Husserl’s phenomenology posits noesis as the subjective pole of intentionality—every act of consciousness is directed toward something (the noema). Merleau-Ponty radicalizes this by grounding intentionality in the living body (Leib), introducing motor intentionality:

  • Movement is not commanded by a detached will, but arises from the body’s pre-reflective, skillful orientation toward the world.
  • The body schema is a dynamic, anticipatory structure enabling meaningful engagement without explicit representation.

This view dissolves the dualism of subject/object and representation/action, positing a corporeal genesis of sense.

Affordances and the Ecology of Perception

Gibson’s affordances—the actionable possibilities offered by the environment—resonate with Merleau-Ponty’s insight.
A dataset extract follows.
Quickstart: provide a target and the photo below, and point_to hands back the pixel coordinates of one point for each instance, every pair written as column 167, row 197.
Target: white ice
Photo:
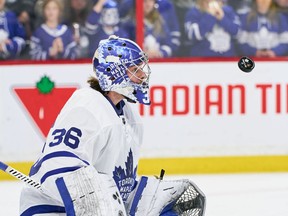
column 227, row 195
Affordances are neither purely objective nor subjective; they are relational, enacted through the organism’s sensorimotor capacities.

  • The act of perceiving an affordance is itself an embodied anticipation of possible movement.
  • Attention and action are intertwined: what is perceived as possible is shaped by the body’s history and abilities.

Parallel Distributed Modeling: Distributed Adjustment and Emergent Anticipation

Artificial neural networks (ANNs) provide a formal analogy:

  • Learning is realized through iterative micro-adjustments of distributed weights, paralleling the body’s iterative sensorimotor adaptation.
  • Anticipation in ANNs is not programmed top-down, but emerges from the history of interactions—mirroring the teleological, generative aspect of motor intentionality.
  • The “goal-directedness” of the network is an a posteriori interpretation of its inner emergent, distributed and iterative (not generative) quasi-analogical dynamics.

This computational perspective supports the phenomenological claim that meaning and anticipation are not centralized, but arise from the system’s history and structure.

The Enactive Paradigm: Cognition as Embodied Sense-Making

The enactive paradigm (Varela, Thompson, Rosch) synthesizes and extends these insights:

  • Cognition is not the manipulation of internal representations but the enactment of meaning through sensorimotor coupling with the environment.
  • Organism and world are co-determined in a history of structural coupling; perception and action are inseparable.
  • The body is not a passive medium, but the locus of emergence for sense, anticipation, and rationality.

Conclusion: Toward a Computational Phenomenology of Embodied Cognition

The convergence of phenomenology, ecological psychology, enaction, and neural modeling yields a powerful thesis:
Movement is not mere reaction or simple adaptation, but the creative, embodied genesis of meaning; a dynamic, distributed process where body, world, and consciousness co-emerge.

This synthesis invites a new science of consciousness—computational phenomenology—that is attentive to both the lived dynamics of the body and the distributed, emergent properties of adaptive systems. It challenges us to rethink cognition as a process of enactive sense-making, irreducible to either subjective introspection or disembodied computation.